Yes, after I posted I realised that a new server trying to attach to 443 wouldn’t work very well…

But it’s a real pain – I have people who depend on the server being available, I never shut it down if I can help it, and if I have to I do it as a restart at about 3am with a cron job. It’s probably easier to open port 80 for a few minutes while I renew and then close it again.

What this means is that it’s impossible for me to automate the renewal process as I was planning. The ideal way would be to have the option of using TLS with --webroot… are there any plans to do this?

It seems a bit silly to provide people with certificates so they can provide an HTTPS server and then not provide any way to update it via HTTPS without shutting down the server!

Hi @PRH,

There are three validation methods provided by ACME: TLS-01 (which requires speaking TLS on port 443), HTTP-01 (which requires speaking HTTP on port 80), and DNS-01 (which requires setting a certain DNS record in your DNS zone). The ACME spec requires these specific TCP port numbers, as a result of some security considerations discussed in the ACME working group at IETF.

Each of them can potentially be used with an existing server without stopping it. For TLS-01 there are --apache and --nginx (the latter still considered experimental), which will try to reconfigure existing Apache or Nginx servers to serve the appropriate certificates; for HTTP-01 there’s --webroot; and for DNS-01 there’s --manual (and more extensive support in some of the other Let’s Encrypt clients).

The --apache and --nginx methods require a reload, but not a stop, on the web server.

But alas, I’m using Jetty.

I would have thought the same technique used for HTTP-01 by --webroot would be equally applicable to TLS-01 (creating a specific file containing a nonce inside the web hierarchy). It would make a lot of sense to have this, since we’re dealing with certificates intended to encourage more people to migrate to HTTPS. And it would allow me to script my certificate renewal to happen automatically.

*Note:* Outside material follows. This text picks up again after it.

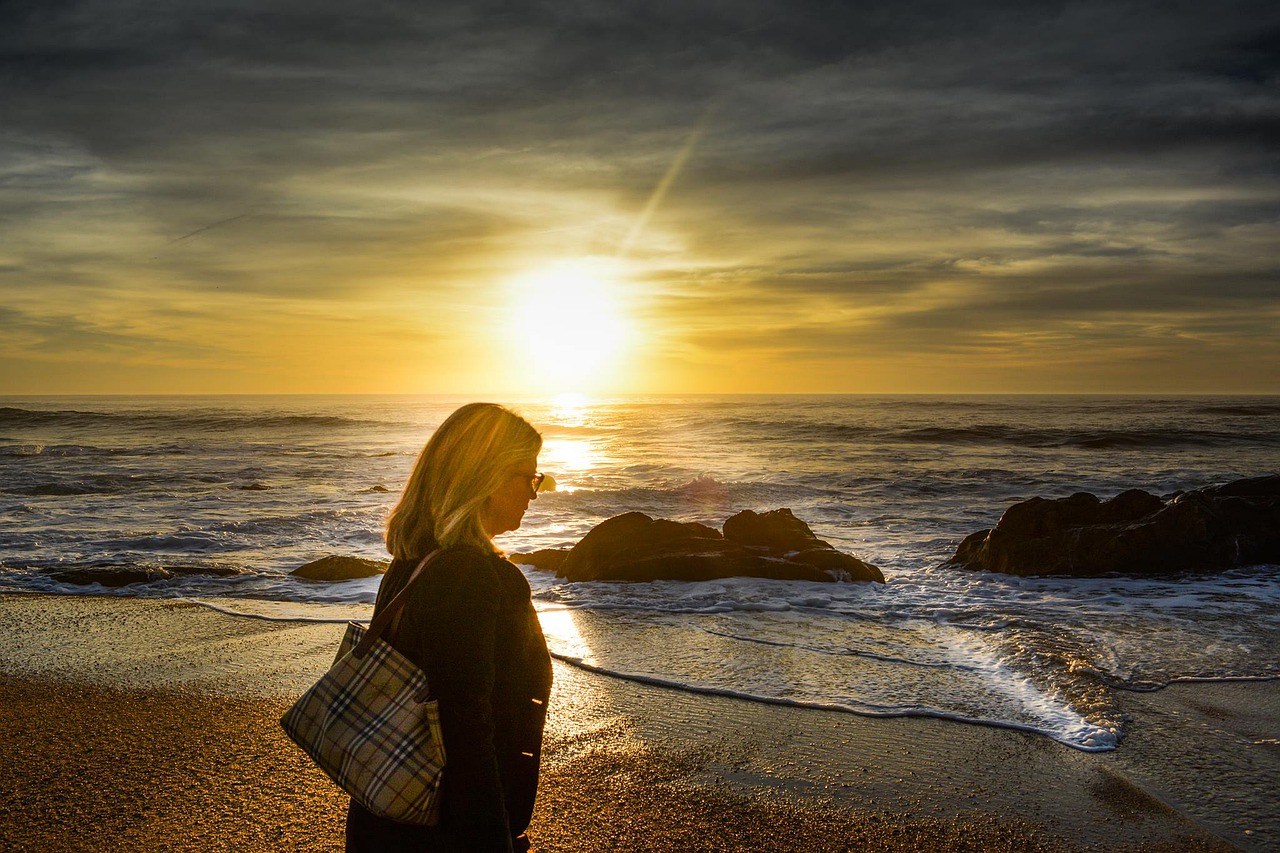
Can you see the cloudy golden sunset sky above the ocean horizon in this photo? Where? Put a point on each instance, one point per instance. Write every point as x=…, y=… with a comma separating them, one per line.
x=278, y=197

So I ask again: do Letsencrypt have any plans to add this valuable feature?

hi @PRH

Why not use the DNS challenge?

You can automate the creation of TXT records

There is currently not plugin for jetty but you can write one yourself

People also open up port 80 temporarily on their firewall to do the renewal as well.

So you are spoilt for choices really on making the challenges work.

Andrei

I’m using dynamic DNS, so I don’t think I can.

I opened port 80 and did the renewal that way – but it means renewing manually every time. I had hoped to automate it, but it doesn’t seem I can…

the only option i see is to have a pre-hook and post-hook

if your firewall supports API calls you can use this to automate the renewals

what firewall are you running?

Andrei

The firewall is on my router which has a built-in web server as the control panel. I suppose I could hand-craft some HTTP requests to open and close the port but it doesn’t seem worth the hassle at this point. If nothing changes at the letsencrypt end to make my life easier I might get off my backside and do this, but not yet.

So meantime, once every two or three months, I can open the port, renew, and close it again. From that point on everything is automated – when the certificate date changes, a cron job runs at 3am to build a new JKS keystore, backup and replace the existing keystore, and then restart the server. (It’s also supposed to be possible to get Jetty to reload the new keystore dynamically to avoid restarting at all, but I haven’t managed to get that to work…)

I was going to run the renewal as part of the 3am cron as well, with a post-hook to do all the rest, but… oh well.

Meantime, feature request to letsencrypt: PLEASE, guys, if you’re in the business of issuing certificates to encourage people to use HTTPS instead of plaintext HTTP, PLEASE add support for renewal using --webroot on the HTTPS server that the certificate was issued to support!

Hi @PRH,

There was a long discussion in the IETF ACME working group about a proposed HTTPS-01 challenge type which was parallel to HTTP-01 (changing a file served over that protocol). Unfortunately, this method was explicitly rejected by the working group because of security concerns, which I believe had to do with a common default behavior in shared hosting environments that would allow people to get certs for other customers' domains. So, it won't be added in its current form.

The particular validation methods that we have are the result of pretty long discussions both at the CA/Browser Forum and IETF, which include a lot of discussion of what could go wrong (typically in shared web hosting environments) with additional methods, so it's not very simple to add new ones.

OK, glad to hear that there’s a good reason at the back of it somewhere (although I’m still curious as to what the potential security risk is?).

I suppose now I just have to hope that someone develops a Jetty plugin to go alongside the Apache/Nginx ones. (And of course to think about scripting HTTP requests to my router to open & close port 80 in the meantime…)

@schoen would it be possible to use --standalone in http-01 mode and have it bind only to port 80? That would address the issue here - since it sounds like they don’t have anything running on port 80.

Exactly what I did, but I normally don’t have port 80 open, so I had to open it beforehand and close it afterwards.